1.6

812 60 108
                                    

Pardon, artık bu sefer son

Deyip deyip barışalım mı?

"Neden buradasın Harry? Bir sorun mu var?" Demiştim direk konuya girerek.

"Cedric öldü." Demiştin sen de konuya girerek.

"Ne?"

Kafanla onaylamıştın, ben ise bunun şaka olduğunu belirtecek bir şey arıyordum. Ciddiydin. Keşke olmasaydın.

"Kanserdi, beni son zamanlarında yanında istemişti. Cho onu aldatmış. Öleceğini biliyordu. Yanında tanıdık bir yüz istemiş."

Suratına bakakalmıştım. "Başın sağolsun."

"Sağol."

Ellerimle oynamaya başlamıştım. "Peki, bunu bana niye söylemeye geldin?"

Gergince etrafına bakınıyordun. "Buna hakkın olduğunu düşündüm, yani... O zamanlar aramızda bir ilişki yoktu belki ama... İki yabancı da değildik. O gün o yüzden gittim. Onunla barışmadım. Başka birşey yapmadık. Sadece ona arkadaşça destek oldum."

"Anladım." Yine susmuştuk.

Sessizliği Scorpius bozdu, ağlamaya başladı. Ayağa kalkarak onu kucağıma almış ve pışpışlamaya başlamıştım. Sen de bu sürede ayağa kalkmıştın. "Ben gideyim... Eşin rahatsız olmasın."

Boş elimle seni durdurdum hemen. "Eşim yok, hiç evlenmedim. Scorpius... Tek gecelik ilişkiden doğma. Annesi doğumda öldü. Ona yalnız bakıyorum."

Bana bakmıştın sende birkaç saniye, sindirmeye çalışmıştın. "Başın sağolsun." Demiştin benim gibi.

"Teşekkürler. Biraz daha oturmaya ne dersin? Eski günlerdeki gibi."

Tedirgince gülümsemiştin. "Eski aktiviteler de dahil mi buna?"

Yüzüm düşmüştü, aniden sen de bunu farkederek durmuştun. "Yani... Şey..." Diye toparlamaya çalışmıştın.

Hiçbir şey olmamış gibi gülmüştüm. "Önemli değil. Ben çay yapana kadar bekle lütfen. Scorpius'a bakar mısın?"

Kafanı sallamış ve kollarını açmıştın. Bende oğlumu yavaşça kollarına bırakmıştım.

On dakikada iki bardak sallama çay yapmıştım. Geldiğimde Scorpy kucağında uyuyordu. Kollarını bir santim bile hareket ettirmemiştin ama uyumuştu.

Gülerek yanına yaklaşmış ve çayı tepsi ile yanına bırakmıştım. "Seni iblis! Bunu nasıl yaptın?"

"Bilmiyorum, onu hareket ettirmesim. Öylece... Uyudu."

Gülümseyerek oğluma bakıyorduk. "Seni sevdi. Babasına çekmiş."

Şaşkın gözlerle bana baktığında ne dediğimi anca anlamıştım. "Üzgünüm ben-"

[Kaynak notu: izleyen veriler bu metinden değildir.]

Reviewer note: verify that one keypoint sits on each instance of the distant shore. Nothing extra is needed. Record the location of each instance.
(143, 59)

Bana parıldayan gözlerle bakıyordun, gözlerini görünce susmuştum.

Scorpius'u çayın olmadığı tarafına koymuştun. Tedirginlikle ona baksam bile çenemi tutarak beni kendine çevirmiştin.

"Bana da çekmiş, o da seni seviyor."

Bu beklediğim şey miydi? Bir itiraf mıydı?

Düşünememiştim bile. Beni kendine çekerek dudaklarımızı birleştirmiştin. On saniye önce adımı hatırlamayan beynim bu atağa şaşırmamıştı, bunu bir yıldır bekliyordum.

Dudaklarının tadını biliyordum ama bu öpüşme, bambaşkaydı. Duyguyu hissedebiliyordum.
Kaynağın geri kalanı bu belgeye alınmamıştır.